Right now, DrRacket has three commenty operations in the "Racket" menu:

Is that the plan? I guess the big question with that plan is whether or not we want to support comment/uncommenting via region comments where we don't do things line by line but instead put an open comment in one place and close comment in another place, possibly far away from each other.

I'm not sure we need special IDE support for #;-style comments but maybe I'm missing something there? Opinions welcome. :)

greghendershott commented 10 months ago

On the one hand: I'm inclined to say it's sufficient for the info key to supply all information only knowable by the lang. The end.

On the other hand: I agree it's worth thinking through some examples of how tools would actually use the information. If I sounded dismissive, sorry, it's only because...

On the third hand: A lot of the Emacs commenting code seems to be accreted over decades; I would love to avoid learning too much about it, if setting a few comment-xxx vars seems to suffice. :smile:


Setting aside the DrRacket comment box:

And... I think that's it?

I mean, if a lang has some notion of region comments, for the sake of completeness I think the info key should allow communicating that. But that doesn't mean all tools must use all that information to do all possible things.

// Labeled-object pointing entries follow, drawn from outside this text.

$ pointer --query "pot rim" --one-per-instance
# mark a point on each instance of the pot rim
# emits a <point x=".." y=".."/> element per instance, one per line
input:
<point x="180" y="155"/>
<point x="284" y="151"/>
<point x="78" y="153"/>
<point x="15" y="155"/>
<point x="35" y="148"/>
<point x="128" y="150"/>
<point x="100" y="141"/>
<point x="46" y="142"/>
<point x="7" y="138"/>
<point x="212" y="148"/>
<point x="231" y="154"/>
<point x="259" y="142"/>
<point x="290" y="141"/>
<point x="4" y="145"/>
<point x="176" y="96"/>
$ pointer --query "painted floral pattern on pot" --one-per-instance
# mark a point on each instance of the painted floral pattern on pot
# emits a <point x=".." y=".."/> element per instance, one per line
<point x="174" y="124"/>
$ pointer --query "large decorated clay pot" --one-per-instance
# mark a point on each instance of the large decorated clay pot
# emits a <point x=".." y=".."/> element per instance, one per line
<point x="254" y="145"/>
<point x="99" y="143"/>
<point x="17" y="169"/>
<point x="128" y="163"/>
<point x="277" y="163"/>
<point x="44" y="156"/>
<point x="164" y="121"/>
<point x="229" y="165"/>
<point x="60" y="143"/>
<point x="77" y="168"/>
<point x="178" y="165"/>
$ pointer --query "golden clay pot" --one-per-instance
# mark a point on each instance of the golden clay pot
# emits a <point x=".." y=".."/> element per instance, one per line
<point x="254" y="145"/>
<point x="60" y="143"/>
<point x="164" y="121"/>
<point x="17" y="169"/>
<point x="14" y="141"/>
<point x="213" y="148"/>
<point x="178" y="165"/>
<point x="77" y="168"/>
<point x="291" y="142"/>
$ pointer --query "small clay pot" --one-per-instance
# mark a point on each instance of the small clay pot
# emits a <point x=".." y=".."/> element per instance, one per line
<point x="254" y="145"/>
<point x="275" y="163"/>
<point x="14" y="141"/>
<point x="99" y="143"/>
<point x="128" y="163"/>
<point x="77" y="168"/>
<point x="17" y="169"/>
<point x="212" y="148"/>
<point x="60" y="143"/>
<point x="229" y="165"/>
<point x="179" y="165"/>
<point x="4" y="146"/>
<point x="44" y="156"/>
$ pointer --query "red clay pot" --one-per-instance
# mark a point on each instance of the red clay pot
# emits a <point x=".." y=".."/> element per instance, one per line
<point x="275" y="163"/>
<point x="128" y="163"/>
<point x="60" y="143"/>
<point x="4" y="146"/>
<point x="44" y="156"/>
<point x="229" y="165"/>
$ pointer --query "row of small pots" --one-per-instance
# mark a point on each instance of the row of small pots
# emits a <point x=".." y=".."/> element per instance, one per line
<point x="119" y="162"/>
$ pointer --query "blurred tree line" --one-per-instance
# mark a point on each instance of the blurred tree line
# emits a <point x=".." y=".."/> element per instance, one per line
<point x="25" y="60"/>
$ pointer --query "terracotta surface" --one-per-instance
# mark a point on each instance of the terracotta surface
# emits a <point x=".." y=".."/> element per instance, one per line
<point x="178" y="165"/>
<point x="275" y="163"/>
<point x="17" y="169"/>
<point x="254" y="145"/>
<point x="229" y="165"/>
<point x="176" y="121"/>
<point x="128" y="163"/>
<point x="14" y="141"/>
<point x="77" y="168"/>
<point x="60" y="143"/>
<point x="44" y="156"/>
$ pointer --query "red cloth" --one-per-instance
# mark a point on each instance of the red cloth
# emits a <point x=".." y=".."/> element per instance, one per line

So I don't think the info key per se would obligate DrRacket to add some new region commenting features. It would just make it possible to do so, someday/maybe... or never. If users haven't been clamoring for this, then it's probably not worth doing.

(Subjective anecdata opinion warning: Over the years, the line-comment style has grown more popular than region-comments. The latter seem used just for a piece of a line, in langs that lack expression comments?)


Having said all that, I wish we had a representative of e.g. vscode to speak up here, too.

sorawee commented 10 months ago

I think most (modern) IDEs/editors do not have comment and uncomment operations separately. Instead, there's only one operation, and the IDEs/editors automatically decide which mode it should be, based on whether the region is already commented.

rfindler commented 10 months ago

I see that Sublime Text does something like that, always looking at entire lines. So if you have a line that's partially commented out and hit the button, it becomes fully commented out. And if you select some region that includes multiple lines but only parts of the first and last line, then it comments/uncomments the entire lines. (Hope that this make sense -- it seems like the most sensible operations if you start from the premise that you're working with entire lines.) This was with the "toggle comment" menu item when in a python file. I see there is also a toggle-block-comment menu item, however.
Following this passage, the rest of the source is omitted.